Hurricane Melissa churns northwest through the Caribbean Sea on October 27
By Andrew Freedman, CNN
(CNN) — The 2025 Atlantic hurricane season, which officially ended November 30, showcased the growing capabilities of artificial intelligence for storm forecasting. And experts say there is no turning back.
This season, the National Hurricane Center supplemented its usual cadre of traditional models with AI-driven models, including one developed by Google DeepMind. The forecasters say that particular AI model allowed them to reach the “holy grail” of hurricane forecasting: accurate predictions of rapid changes in a storm’s intensity.
Forecasts that predict the path of a hurricane using traditional models have become far more accurate in recent years, but intensity forecasts lagged in reliability, particularly in terms of predicting rapid intensification.
The DeepMind model gave forecasters an unusually high degree of confidence that Hurricane Melissa was going to rapidly intensify about three days before it struck Jamaica as a catastrophic Category 5 storm. This was the first time NHC predicted a storm would become a Category 5 monster from the moment of its formation as a Category 1 hurricane.
Predicting rapid intensification is becoming a more critical task as climate change leads storms to undergo this process more frequently, including right up through landfall.
In their forecast at the time and in a recent, end-of-season analysis, NHC forecasters specifically cited the DeepMind model as giving them increased confidence in the forecast.
According to Wallace Hogsett, who serves as the science and operations officer at the NHC in Miami, forecasters are becoming more accustomed to trusting the output of AI-driven models, even if their ins and outs are not as well-understood as more traditional models.
Those traditional models are based in physics and use complex mathematical equations to simulate how heat, moisture, wind and more move and interact in the atmosphere.
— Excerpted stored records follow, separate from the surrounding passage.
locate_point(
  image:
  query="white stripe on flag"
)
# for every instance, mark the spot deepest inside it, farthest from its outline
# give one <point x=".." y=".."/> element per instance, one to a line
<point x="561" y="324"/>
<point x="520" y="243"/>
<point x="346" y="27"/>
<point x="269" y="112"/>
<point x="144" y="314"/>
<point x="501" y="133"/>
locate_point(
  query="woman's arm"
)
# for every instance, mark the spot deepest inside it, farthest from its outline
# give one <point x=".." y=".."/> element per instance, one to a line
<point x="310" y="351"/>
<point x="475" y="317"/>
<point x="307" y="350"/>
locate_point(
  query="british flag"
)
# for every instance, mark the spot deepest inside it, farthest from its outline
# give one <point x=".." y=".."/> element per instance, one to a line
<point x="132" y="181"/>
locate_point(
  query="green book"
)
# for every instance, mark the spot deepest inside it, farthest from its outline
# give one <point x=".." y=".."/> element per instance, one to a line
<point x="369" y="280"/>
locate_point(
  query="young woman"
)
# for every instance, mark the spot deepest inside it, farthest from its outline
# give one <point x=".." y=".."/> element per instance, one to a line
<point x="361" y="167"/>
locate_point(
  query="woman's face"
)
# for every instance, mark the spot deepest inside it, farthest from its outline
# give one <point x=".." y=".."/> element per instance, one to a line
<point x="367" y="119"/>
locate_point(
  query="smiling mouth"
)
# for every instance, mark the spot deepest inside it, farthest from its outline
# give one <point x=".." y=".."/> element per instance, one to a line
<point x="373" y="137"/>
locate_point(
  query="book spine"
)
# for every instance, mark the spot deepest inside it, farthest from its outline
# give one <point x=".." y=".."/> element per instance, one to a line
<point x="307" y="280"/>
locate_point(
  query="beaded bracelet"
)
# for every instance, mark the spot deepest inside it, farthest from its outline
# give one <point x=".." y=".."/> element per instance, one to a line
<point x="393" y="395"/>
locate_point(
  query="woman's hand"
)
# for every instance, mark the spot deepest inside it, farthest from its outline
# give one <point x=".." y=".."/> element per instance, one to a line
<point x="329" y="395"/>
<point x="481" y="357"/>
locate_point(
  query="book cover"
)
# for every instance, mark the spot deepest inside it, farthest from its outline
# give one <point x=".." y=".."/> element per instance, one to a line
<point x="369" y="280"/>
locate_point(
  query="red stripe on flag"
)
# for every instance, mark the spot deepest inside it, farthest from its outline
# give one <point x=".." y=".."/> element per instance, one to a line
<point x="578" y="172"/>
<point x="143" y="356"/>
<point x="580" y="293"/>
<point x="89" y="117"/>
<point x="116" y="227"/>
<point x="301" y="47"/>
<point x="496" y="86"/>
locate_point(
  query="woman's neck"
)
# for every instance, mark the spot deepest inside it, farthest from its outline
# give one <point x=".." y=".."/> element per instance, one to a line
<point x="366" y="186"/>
The European Model and the American Global Forecast System — long-favored tools of the NHC — take hours to arrive at a projection and require the use of powerful supercomputers to operate them.
In contrast, AI models are based on data about historical weather conditions and use that information to simulate a hurricane’s likely path and intensity. They can be run at high resolution, in the cloud and even on some desktop computers, in just minutes.
The DeepMind model is an AI ensemble, which means it is run many times at once, each with slightly varying atmospheric conditions to determine how sensitive the forecast is to minute differences that may exist as the simulation begins.
This can help forecasters get a better sense of statistical certainty in the projection and help them decide how much trust to put in the results.
“I think it’s pretty clear that these AI models are going to be useful, and they’re going to be a component of the hurricane forecast process going forward,” Hogsett said in an interview. “In particular, the Google DeepMind model appears to be one of the top-performing individual models.”
However, Hogsett downplayed the significance of how well the DeepMind ensemble — or any other model — performed during a particular storm, noting that what matters more is longer-term performance across an entire season with multiple storms.
A representative for Google DeepMind also cautioned against reading too much into the model’s capabilities based on its performance during a single storm, such as Hurricane Melissa.
But James Franklin, a former branch chief at the NHC, did an analysis and found that the Google DeepMind ensemble beat all the other computer model guidance in terms of its track and intensity forecast accuracy for the entire season, even though it did not perform evenly with each storm that formed.
Even with that result, however, Franklin still urged caution. “This is a new tool, and in some ways, it’s a more difficult tool to use than the European or the GFS,” he said. That’s because, to forecasters like him, AI models are “kind of a black box.”
“It looks for patterns, essentially in past data. It’s not tied to physics. It can come up with sort of any answer that it thinks it finds in the past data,” he said.
This can make it hard for meteorologists to evaluate the reliability of an AI forecast, and explains why being able to do multiple, slightly different model runs simultaneously is such an important feature of the DeepMind ensemble in particular. Meteorologists are used to other ensemble forecasting models, so using an AI-driven one could come somewhat more naturally for some.
Challenges aside, the NHC’s end-of-season analysis made it clear that AI is playing a role in improving rapid intensification forecasts, saying “significant progress is clearly underway.”
John Cangialosi, an NHC senior hurricane specialist, said hurricane forecasting is in its fastest period of change that he has seen in 20 years on the job. But it isn’t the case, he said, that the AI models are going to swoop in and take over from the physics-based ones, or even take forecasting jobs away from humans.
“AI just is an amazing tool. [But] it makes mistakes. It has errors, just like every other approach. There is no way that any of these [AI] models can get you the right answer, exactly the right answer for track, intensity, structure, or, more importantly, impacts,” Cangialosi said.
While tech companies such as Google, Microsoft and Nvidia have had a head start in developing AI-based weather and climate models, the National Oceanic and Atmospheric Administration and its international partners are also getting into the game with their own new AI models.
These will be ready for testing during next year’s Atlantic hurricane season.